9. Web Sitenizin Responsive Tasarıma Sahip Olduğundan Emin Olun
Özellikle bu günlerde kullanıcıların içeriğinize çok çeşitli medyalardan eriştiğini unutmayın. Kimisi telefon, kimisi tablet, kimisi masaüstü, kimisi dizüstü bilgisayar kullanıyor olabilir. Sitenizin bu cihazların her birinde sorunsuz bir şekilde görüntülendiğinden emin olun. Daha da iyisi, bu formatların her birinin avantajlarını kullanacak şekilde optimize edin.
HIZLI NOT: Düzeniniz için önyükleme veya duyarlı bir web sitesi oluşturucu kullanıyorsanız, siteniz varsayılan olarak mobil uyumlu olacaktır!
Çok sık karşılaştığım bir hata: Yüksek hızlı bağlantıda masaüstü bilgisayarda iyi görüntü veren siteler, daha düşük güçlü bir dizüstü bilgisayarda hasara yol açabilir.*
*Geçmişte, web tasarımcılarının küçük, düşük hızlı dizüstü bilgisayarlar kullanmaya zorlanması durumunda web'deki kullanılabilirliğin büyük ölçüde artacağını söyleyerek yarı şaka yapmıştım. Genellikle ön uç web tasarımcıları süslü büyük ekranlarda çalışır. İnsan doğası gereği çevremize alışırız ve her şey o bağlama göre var olmaya başlar. Birinci sınıf koltuklarda oturanlar için, geri kalanımız için otobüste veya otobüste uçmanın nasıl bir şey olduğunu unutmak da kolaydır.
Benzer şekilde bazı kullanıcıların daha büyük ekranlarda çalışacağını unutmayın; sitenizin onlara da uygun göründüğünden emin olun. Bir dizüstü bilgisayarda iyi görünen bir şey, büyük bir boyuta getirildiğinde garip görünebilir. Test edin, test edin ve tekrar test edin.

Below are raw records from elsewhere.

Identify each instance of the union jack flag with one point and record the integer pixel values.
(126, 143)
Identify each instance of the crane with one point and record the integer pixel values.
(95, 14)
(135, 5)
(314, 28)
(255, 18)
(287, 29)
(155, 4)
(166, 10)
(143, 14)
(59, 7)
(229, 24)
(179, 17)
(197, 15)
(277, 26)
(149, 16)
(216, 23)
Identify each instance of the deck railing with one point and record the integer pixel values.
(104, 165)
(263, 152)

10. Kullanıcılarınızla Etkileşim Yapın
İnsanlar kişiselleştirilmiş ilgiden hoşlanırlar. Basitçe bir yoruma yanıt vermek veya bir soruya veya şikayete yanıt vermek harikalar yaratır ve müşteri sadakatini başka hiçbir şeye benzemeyen şekilde besleyebilir.
11. Haklı olduğunuzu varsaymayın ve Sitenizi Gerçek Kullanıcılara Karşı Test Edin
Gerçek kullanıcıların yanıtlarını görmek için bazı testler yapana kadar sitenizin ne kadar etkili olduğunu bilemezsiniz. Sitenizi düşündüğünüzden farklı bir şekilde görecekler. İçgüdüleriniz doğru olabilir, ancak genellikle durum böyle değildir, çünkü farklı insanlar farklı düşünür . Özellikle önemli; onların site yaratıcısı olarak sizinkinden farklı ihtiyaçları ve hedefleri var.

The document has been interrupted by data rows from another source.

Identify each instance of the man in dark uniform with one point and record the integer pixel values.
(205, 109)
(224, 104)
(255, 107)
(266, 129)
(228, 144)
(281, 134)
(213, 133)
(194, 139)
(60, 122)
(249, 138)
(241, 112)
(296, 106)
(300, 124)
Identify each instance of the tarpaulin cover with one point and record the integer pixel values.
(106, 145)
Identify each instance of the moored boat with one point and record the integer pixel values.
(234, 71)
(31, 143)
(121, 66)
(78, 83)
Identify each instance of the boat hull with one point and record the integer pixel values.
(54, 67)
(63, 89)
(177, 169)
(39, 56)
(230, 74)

Kullanılabilirlik testine başlamanıza yardımcı olmak için burada çeşitli test yöntemlerinin kısa bir listesi ve A/B testi yapmaya yönelik daha ayrıntılı bir kılavuz bulunmaktadır.
Çözüm
Bu elbette sitenizdeki kullanıcı deneyimini nasıl geliştireceğiniz konusunda kapsamlı bir rehber olmaktan uzaktır, ancak bu size başlangıç için bir dizi iyi araç sağlamalıdır. Eminim zaten harika fikirleriniz vardır. Aşağıdaki yorumlar bölümünde bana bildirin!